Magneto vol 2 – “Reversals”

Posted on Thursday, January 1, 2015 by Paul in x-axis

One more volume, and then we can lay Axis to rest for now.  (There’s still the All-New X-Factor tie-ins to come, as part of that book’s final collection.)

The first volume of Magneto was a strong start, setting a clear and distinctive tone.  It backed off from the familiar locations of the Marvel Universe, it steered clear of familiar superhero tropes, and it generally set about being a bleak character study of a man who had taken on many of the techniques of those he claimed to hate, and who seemed completely isolated from those he claimed to represent.

Well, two thirds of volume 2 is Axis tie-ins, so you can imagine how well that holds up.

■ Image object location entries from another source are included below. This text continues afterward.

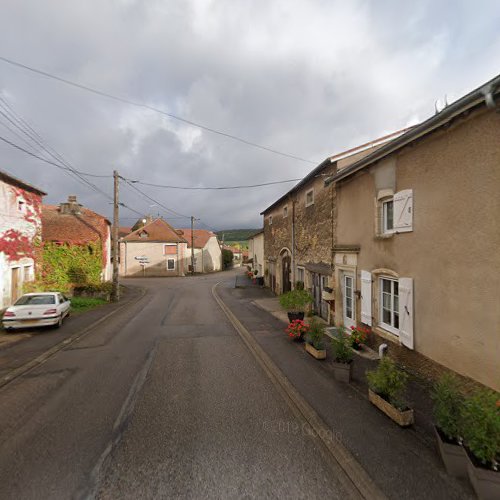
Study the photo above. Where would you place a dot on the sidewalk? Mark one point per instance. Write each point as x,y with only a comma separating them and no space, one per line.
403,462
21,347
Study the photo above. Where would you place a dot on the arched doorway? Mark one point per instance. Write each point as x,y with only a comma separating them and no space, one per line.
286,267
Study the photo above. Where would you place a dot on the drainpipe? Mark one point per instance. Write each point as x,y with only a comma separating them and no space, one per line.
293,244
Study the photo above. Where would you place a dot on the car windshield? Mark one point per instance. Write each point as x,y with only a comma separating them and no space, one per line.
33,300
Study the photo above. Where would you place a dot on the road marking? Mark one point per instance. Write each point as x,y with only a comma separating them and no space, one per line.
40,360
350,473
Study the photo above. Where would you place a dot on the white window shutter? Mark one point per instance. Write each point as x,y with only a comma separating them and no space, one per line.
366,298
406,312
403,211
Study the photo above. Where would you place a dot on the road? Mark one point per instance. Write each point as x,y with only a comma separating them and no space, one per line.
164,400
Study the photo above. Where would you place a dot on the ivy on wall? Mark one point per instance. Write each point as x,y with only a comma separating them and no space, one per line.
61,266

Before that, we have two further issues along the line of the first volume.  Issue #7 sees Magneto investigate a gang in Hong Kong who are kidnapping mutants to sell them on to Mutant Growth Hormone dealers.  Since the dealers don’t actually want live subjects, the captive mutants are first being chucked into an arena to make them fight Predator Xs, since you might as well get a bit more money out of the execution.  I’m not altogether sure I’d have used Predator X in this series – it’s a big metal wolf, and a link back to the core X-books – but it’s a peripheral enough concept that I think the book gets away with it, not least because it treats the creature as a rather sad victim of breeding and circumstance.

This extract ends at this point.